Neodymium(III) in alumino-borosilicate glasses

Abstract

Optical spectroscopy measurements were performed on Al 2O 3–B 2O 3–SiO 2 glasses containing 7–25 mol% Nd 2O 3 (soluble). The local chemical environment of Nd(III) in glass was systematically studied as a function of the Nd 2O 3 concentration using Judd–Ofelt (J–O) optical oscillator parameters, Ω 2 and Ω 6 , that are related to the ligand field symmetry (LFS) and the degree of bond covalency (BC), respectively. Two transition points (TPs), in terms of Ω λ versus Nd 2O 3 concentration, were found for Ω 2 that is sensitive to LFS and Ω 6 that is sensitive to the degree of BC. The first TP is defined by Nd:3(B + Al) and the second by Nd:3(B + Al + Si). Below the first TP, Ω 2 and Ω 6 were nearly independent of Nd concentration.

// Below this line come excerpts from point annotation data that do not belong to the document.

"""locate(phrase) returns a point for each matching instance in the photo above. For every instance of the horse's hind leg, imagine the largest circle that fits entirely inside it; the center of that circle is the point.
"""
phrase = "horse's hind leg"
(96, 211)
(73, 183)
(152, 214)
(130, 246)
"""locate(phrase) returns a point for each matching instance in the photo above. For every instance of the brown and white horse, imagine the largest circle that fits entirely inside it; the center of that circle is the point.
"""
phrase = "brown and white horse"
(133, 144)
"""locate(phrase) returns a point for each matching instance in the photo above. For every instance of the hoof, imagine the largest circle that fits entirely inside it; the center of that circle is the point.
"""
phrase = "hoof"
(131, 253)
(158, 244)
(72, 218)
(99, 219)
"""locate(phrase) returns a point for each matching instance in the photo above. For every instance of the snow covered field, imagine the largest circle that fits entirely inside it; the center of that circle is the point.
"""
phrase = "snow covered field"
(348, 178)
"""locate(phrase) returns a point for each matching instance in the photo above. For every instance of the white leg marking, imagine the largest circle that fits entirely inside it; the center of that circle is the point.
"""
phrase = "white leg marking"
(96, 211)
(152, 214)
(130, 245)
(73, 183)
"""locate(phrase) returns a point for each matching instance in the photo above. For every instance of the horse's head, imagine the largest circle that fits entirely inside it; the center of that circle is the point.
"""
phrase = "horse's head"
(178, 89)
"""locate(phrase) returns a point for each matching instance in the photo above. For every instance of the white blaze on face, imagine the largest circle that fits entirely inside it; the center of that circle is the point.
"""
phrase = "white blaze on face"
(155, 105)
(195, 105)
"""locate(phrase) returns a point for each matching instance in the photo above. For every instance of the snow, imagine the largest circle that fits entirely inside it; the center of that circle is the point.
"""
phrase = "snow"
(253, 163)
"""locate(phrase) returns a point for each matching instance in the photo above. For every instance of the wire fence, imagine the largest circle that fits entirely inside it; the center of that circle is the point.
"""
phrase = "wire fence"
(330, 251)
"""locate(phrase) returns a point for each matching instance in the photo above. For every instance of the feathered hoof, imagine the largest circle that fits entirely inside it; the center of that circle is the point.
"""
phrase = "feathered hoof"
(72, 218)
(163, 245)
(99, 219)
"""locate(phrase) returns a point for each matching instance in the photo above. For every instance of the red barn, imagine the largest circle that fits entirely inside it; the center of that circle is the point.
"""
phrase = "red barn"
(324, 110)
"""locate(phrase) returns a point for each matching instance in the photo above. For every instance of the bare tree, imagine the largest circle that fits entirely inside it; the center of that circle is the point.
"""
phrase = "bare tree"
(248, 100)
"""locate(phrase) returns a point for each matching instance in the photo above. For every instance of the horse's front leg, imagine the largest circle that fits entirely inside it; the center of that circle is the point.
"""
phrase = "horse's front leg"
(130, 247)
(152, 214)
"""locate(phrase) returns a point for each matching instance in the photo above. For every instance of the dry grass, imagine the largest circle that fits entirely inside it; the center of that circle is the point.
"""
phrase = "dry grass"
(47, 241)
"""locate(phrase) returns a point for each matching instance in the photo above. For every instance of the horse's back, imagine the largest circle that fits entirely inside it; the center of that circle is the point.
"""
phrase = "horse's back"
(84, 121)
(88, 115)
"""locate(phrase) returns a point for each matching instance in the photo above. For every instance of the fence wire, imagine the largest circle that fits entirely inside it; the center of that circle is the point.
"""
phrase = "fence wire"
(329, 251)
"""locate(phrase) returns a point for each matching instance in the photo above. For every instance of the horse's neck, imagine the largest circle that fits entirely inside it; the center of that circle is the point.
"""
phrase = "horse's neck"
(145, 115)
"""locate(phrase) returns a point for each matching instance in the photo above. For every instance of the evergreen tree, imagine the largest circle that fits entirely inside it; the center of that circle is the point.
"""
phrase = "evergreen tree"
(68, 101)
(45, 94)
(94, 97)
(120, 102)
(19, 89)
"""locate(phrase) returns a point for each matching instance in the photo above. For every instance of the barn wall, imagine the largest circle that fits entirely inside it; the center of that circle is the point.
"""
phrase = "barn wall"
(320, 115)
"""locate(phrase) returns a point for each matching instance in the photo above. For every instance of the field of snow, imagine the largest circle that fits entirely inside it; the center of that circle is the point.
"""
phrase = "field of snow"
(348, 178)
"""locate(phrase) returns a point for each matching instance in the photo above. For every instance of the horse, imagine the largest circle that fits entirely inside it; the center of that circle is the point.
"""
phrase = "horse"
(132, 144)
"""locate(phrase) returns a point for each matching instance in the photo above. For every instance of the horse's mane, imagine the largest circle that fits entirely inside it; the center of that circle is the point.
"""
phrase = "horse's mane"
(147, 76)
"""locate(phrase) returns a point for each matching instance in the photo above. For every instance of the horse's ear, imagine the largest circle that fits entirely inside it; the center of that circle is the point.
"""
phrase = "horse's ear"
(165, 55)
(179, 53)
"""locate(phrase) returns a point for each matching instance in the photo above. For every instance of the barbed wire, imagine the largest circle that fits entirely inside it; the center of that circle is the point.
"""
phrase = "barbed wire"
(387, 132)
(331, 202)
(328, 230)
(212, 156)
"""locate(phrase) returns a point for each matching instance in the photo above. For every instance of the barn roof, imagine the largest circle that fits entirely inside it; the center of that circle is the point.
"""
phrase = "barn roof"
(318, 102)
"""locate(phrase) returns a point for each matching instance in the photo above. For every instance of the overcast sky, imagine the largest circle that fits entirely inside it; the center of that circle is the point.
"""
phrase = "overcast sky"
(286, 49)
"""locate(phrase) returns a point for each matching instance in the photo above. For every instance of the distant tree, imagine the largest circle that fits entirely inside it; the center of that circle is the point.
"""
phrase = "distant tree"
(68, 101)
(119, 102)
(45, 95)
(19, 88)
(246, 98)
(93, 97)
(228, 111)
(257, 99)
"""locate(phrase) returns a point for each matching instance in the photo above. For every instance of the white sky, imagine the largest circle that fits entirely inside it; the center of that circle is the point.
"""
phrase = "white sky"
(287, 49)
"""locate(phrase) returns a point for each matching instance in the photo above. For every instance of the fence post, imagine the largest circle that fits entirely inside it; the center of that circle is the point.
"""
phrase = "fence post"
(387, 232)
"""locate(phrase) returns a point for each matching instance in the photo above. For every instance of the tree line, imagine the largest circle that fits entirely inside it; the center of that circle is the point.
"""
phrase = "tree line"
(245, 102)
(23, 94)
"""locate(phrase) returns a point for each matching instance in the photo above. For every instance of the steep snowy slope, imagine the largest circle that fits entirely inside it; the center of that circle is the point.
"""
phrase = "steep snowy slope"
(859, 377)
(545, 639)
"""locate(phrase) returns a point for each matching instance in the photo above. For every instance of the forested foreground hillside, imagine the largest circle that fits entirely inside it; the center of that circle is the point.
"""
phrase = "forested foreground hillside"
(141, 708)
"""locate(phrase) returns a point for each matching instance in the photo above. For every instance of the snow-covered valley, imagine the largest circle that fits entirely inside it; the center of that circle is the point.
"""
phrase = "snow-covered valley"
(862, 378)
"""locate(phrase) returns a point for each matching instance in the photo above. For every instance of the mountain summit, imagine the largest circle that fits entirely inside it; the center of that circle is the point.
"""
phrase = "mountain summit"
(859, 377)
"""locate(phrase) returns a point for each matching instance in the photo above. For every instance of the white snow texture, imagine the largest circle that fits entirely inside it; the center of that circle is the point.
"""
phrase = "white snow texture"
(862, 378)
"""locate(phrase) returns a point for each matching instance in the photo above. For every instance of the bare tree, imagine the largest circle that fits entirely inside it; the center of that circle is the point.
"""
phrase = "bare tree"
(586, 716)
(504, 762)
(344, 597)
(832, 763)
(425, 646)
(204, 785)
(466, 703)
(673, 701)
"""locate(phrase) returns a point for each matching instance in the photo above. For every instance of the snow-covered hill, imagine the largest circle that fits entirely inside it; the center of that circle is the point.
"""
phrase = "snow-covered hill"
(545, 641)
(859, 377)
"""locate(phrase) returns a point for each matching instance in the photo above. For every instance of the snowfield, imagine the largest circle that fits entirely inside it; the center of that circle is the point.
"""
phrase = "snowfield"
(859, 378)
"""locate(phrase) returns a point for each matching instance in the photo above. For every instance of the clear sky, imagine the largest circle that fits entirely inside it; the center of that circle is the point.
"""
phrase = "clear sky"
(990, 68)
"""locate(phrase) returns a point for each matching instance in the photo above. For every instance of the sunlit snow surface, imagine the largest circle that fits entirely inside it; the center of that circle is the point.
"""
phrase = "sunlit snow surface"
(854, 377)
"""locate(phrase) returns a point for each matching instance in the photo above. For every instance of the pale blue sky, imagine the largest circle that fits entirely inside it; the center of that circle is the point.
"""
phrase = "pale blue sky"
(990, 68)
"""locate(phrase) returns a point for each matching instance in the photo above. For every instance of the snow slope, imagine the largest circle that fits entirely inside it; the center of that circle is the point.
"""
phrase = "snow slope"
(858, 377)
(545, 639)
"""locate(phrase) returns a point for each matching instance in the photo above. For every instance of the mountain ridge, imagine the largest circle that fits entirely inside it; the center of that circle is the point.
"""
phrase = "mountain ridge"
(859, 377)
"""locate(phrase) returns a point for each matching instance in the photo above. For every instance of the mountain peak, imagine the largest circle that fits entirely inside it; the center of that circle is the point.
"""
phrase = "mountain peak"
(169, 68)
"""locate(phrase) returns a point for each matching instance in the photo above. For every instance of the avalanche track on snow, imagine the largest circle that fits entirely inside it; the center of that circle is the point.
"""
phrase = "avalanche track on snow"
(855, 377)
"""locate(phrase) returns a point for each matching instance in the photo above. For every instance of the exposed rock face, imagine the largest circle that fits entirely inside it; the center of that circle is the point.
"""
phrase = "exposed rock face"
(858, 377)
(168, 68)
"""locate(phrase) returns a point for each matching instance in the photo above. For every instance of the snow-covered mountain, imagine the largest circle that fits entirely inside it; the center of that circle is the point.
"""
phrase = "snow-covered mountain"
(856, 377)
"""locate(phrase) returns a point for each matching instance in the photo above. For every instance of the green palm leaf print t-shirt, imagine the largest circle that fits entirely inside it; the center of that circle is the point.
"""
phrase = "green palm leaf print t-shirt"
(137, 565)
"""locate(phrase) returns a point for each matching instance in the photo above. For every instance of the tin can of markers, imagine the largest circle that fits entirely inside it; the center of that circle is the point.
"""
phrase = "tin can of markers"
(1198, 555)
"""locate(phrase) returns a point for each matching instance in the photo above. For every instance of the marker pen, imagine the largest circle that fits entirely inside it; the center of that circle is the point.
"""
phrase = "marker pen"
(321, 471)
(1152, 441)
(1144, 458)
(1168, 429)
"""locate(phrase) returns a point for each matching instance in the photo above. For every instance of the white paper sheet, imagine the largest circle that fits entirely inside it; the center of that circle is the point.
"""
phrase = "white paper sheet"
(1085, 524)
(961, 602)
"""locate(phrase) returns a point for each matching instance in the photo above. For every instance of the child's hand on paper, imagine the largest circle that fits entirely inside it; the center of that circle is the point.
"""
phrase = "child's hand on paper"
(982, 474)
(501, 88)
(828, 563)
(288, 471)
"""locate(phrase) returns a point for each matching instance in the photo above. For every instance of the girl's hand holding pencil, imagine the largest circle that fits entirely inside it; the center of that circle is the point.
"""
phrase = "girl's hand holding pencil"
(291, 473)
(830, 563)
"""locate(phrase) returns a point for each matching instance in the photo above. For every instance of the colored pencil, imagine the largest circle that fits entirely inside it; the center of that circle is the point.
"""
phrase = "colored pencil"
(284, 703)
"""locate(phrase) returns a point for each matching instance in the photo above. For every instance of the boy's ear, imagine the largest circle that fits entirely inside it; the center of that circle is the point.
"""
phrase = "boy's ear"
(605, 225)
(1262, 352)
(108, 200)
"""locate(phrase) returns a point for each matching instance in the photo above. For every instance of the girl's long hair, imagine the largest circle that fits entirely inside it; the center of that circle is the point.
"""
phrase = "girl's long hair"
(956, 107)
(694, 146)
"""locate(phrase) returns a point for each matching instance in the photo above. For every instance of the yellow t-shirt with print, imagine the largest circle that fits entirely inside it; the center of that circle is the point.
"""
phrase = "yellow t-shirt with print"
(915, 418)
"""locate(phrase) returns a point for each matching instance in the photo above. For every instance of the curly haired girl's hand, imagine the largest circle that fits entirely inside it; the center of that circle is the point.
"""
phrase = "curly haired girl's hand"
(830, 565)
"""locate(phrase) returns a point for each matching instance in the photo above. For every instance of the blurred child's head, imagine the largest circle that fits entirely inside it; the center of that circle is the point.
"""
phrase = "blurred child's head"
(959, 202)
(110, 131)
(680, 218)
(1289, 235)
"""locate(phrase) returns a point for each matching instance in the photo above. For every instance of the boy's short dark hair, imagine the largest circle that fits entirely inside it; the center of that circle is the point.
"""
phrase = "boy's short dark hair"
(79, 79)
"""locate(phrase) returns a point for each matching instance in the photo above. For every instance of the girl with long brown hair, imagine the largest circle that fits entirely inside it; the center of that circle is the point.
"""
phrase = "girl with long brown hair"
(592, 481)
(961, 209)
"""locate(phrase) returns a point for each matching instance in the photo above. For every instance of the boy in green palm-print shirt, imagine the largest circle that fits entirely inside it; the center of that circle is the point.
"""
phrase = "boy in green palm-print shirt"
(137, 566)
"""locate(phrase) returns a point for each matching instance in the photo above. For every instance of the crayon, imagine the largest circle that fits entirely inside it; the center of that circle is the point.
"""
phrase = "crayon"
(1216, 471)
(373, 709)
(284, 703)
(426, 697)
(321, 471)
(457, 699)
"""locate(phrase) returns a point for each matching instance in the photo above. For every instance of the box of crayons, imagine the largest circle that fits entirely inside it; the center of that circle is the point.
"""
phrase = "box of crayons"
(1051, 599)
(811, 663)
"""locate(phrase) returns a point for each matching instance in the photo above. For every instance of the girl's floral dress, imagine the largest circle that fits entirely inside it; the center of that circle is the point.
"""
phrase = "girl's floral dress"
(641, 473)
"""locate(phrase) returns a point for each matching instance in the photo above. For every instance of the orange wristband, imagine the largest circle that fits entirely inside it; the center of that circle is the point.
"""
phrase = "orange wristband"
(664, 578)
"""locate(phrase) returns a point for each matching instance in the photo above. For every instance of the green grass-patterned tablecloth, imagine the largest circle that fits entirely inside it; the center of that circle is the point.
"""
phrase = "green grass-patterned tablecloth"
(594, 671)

Between the first and the second TP, Ω 2 and Ω 6 increased and then decreased above the second TP. After reviewing literature data on rare earths (REs) in Na 2O–B 2O 3, Na 2O–SiO 2, Na 2O–B 2O 3–SiO 2, and Al 2O 3–B 2O 3 systems, we proposed that up to the first TP, Nd preferentially dissolves in a borate-rich environment composed of two trigonal boron, B III, and one tetrahedral boron, B IV, where Al IV substitutes for B IV. Further increases in Nd 2O 3 concentrations result in excess Nd cations, [Nd–3(B + Al)], partitioning to a silicate-rich environment, possibly in a form of Nd-Q 3, and above the second TP, Nd–Q 2 could form at the expense of Nd–Q 3 (Q n is the number of bridging oxygens per Si tetrahedron), whereas the concentration of Nd cations in the borate sites is expected to be unchanged. Crystallization of Nd silicate above its solubility, 25–30 mol% Nd 2O 3, indirectly supports the proposed Nd dissolution mechanisms. The dissolution of rare earth elements in alumino-borosilicate glasses may be best described in terms of their partitioning to these structure groups.